A sudden fire at BYD’s Shenzhen campus raises fresh concerns over safety and stability as the EV giant battles slowing domestic growth and rising global ambitions.
A fire at a multi story garage used to store test vehicles and scrapped units at BYD’s campus has been fully extinguished, with no casualties reported. The incident, though contained swiftly, has triggered widespread attention around the Chinese electric vehicle giant and its operational safety.
BYD’s shares listed in Hong Kong slipped slightly following the news, falling 0.91 percent to HK$109.3 at the time of reporting. The market reaction, while not severe, reflects investor sensitivity to any disruption involving one of China’s leading new energy vehicle manufacturers.
The fire broke out early Tuesday morning at a dedicated garage facility located within BYD’s Pingshan campus in Shenzhen. According to the company’s response to media inquiries, the building was specifically used for storing test vehicles and scrapped cars, indicating that no active production units were affected.
In an official statement, BYD confirmed that firefighters successfully extinguished the blaze and emphasized that no injuries or casualties occurred. The company moved quickly to reassure stakeholders, highlighting that the incident was contained without broader impact on operations.
Local fire authorities in Shenzhen’s Pingshan district later confirmed that emergency teams were dispatched promptly, arriving at the scene at 2:48 am Beijing time. Their rapid response played a crucial role in preventing the fire from escalating further within the facility.
Despite the swift containment, the timing of the incident comes at a sensitive period for BYD, which is currently navigating a complex phase of sales adjustment. The company reported March NEV sales of 300,222 units, marking a strong rebound of 57.85 percent compared to February figures.

However, the broader picture remains challenging. On a year on year basis, BYD’s total sales dropped 20.45 percent compared to the same period in 2025. This decline represents the seventh consecutive month of annual contraction, signaling mounting pressure after years of aggressive expansion and dominance in the EV market.
The Chinese new energy vehicle sector itself has entered a phase of intense competition. Automakers are aggressively pursuing market share through frequent discounts, promotions, and pricing strategies. This price war environment has significantly eroded profit margins across the industry.
BYD has not been immune to these pressures. The company recently disclosed that its full year net profit for 2025 declined by 19 percent year on year, reflecting the financial strain caused by ongoing competitive pricing and cost challenges.

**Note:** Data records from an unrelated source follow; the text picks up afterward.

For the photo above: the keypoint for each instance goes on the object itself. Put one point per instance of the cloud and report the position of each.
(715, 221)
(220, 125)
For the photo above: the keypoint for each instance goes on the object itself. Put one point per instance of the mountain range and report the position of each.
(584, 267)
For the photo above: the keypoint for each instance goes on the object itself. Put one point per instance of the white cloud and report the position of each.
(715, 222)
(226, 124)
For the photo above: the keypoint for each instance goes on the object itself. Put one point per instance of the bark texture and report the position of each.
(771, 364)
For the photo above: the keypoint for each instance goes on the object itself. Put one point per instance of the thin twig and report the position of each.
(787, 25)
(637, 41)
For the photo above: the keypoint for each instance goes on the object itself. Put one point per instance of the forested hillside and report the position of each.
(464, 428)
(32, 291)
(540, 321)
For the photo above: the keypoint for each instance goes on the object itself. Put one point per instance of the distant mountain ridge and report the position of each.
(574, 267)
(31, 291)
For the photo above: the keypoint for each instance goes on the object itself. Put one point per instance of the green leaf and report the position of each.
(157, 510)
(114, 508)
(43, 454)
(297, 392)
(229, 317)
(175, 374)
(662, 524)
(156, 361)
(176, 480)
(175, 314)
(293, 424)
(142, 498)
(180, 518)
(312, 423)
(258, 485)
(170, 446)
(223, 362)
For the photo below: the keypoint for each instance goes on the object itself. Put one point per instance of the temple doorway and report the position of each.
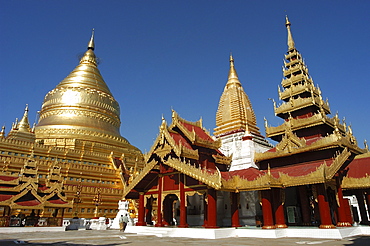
(171, 210)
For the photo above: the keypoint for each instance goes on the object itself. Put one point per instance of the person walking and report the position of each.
(123, 220)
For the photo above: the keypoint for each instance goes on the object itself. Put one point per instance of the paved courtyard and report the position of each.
(113, 237)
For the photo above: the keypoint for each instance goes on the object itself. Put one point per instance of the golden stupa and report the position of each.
(78, 135)
(235, 110)
(81, 112)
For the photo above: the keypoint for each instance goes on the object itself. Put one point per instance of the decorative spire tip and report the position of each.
(91, 44)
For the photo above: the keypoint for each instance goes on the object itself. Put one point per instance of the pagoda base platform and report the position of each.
(250, 232)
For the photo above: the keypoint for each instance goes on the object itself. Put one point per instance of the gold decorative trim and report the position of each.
(148, 167)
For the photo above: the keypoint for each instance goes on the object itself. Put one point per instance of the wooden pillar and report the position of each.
(342, 217)
(279, 208)
(305, 205)
(205, 216)
(183, 214)
(324, 209)
(141, 212)
(159, 202)
(268, 220)
(212, 209)
(234, 209)
(361, 205)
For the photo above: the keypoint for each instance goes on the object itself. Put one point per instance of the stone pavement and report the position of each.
(113, 238)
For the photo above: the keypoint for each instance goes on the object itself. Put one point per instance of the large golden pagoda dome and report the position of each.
(234, 111)
(81, 107)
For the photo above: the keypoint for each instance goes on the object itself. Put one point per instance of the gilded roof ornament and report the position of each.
(2, 133)
(91, 44)
(291, 45)
(233, 76)
(24, 124)
(234, 111)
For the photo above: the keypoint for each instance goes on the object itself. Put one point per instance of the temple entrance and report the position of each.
(170, 210)
(149, 210)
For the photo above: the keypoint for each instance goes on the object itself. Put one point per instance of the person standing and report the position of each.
(125, 221)
(121, 221)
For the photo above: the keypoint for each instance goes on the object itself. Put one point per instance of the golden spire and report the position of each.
(233, 76)
(24, 125)
(91, 44)
(291, 44)
(234, 111)
(2, 133)
(81, 102)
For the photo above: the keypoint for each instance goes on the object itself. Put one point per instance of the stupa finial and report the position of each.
(232, 72)
(291, 44)
(91, 44)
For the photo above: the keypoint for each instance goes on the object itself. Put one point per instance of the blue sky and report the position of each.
(159, 55)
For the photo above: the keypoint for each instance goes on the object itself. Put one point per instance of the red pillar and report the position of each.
(324, 209)
(279, 209)
(212, 209)
(342, 217)
(268, 220)
(159, 202)
(234, 209)
(305, 206)
(183, 214)
(205, 205)
(141, 214)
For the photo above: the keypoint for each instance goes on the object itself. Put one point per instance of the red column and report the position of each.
(361, 205)
(183, 214)
(141, 214)
(279, 209)
(212, 209)
(324, 209)
(234, 209)
(268, 220)
(159, 202)
(342, 218)
(205, 204)
(305, 206)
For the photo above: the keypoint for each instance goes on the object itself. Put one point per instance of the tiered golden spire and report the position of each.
(291, 44)
(24, 125)
(233, 76)
(235, 111)
(81, 104)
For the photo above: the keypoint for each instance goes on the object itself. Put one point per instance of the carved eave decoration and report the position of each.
(14, 181)
(330, 141)
(165, 144)
(356, 183)
(322, 174)
(297, 124)
(219, 159)
(191, 135)
(148, 167)
(290, 141)
(237, 183)
(299, 103)
(211, 179)
(68, 204)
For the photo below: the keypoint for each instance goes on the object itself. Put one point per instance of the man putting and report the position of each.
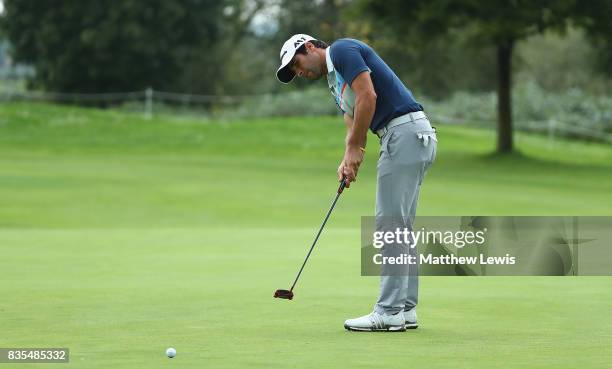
(372, 97)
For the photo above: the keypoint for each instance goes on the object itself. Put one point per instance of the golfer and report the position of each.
(372, 97)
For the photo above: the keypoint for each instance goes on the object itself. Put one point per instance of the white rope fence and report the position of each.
(552, 128)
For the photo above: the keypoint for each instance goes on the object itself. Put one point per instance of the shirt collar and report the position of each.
(330, 65)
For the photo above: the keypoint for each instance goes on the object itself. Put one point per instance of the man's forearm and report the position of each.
(365, 105)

Amid these domestic headwinds, BYD’s overseas performance continues to offer a strong counterbalance. The company reported a 65.12 percent surge in overseas sales in March, highlighting the growing importance of international markets in sustaining its growth trajectory.
Looking ahead, BYD’s management has set an ambitious export target of 1.5 million vehicles for 2026, up from a previous goal of 1.3 million. This strategic shift underscores the company’s increasing reliance on global expansion as a key driver of future revenue and stability.
While the garage fire incident did not result in injuries or major operational disruption, it arrives at a time when investor confidence, market competition, and global ambitions are all under intense scrutiny. For BYD, the coming months will be critical in balancing safety assurances, domestic challenges, and international growth opportunities.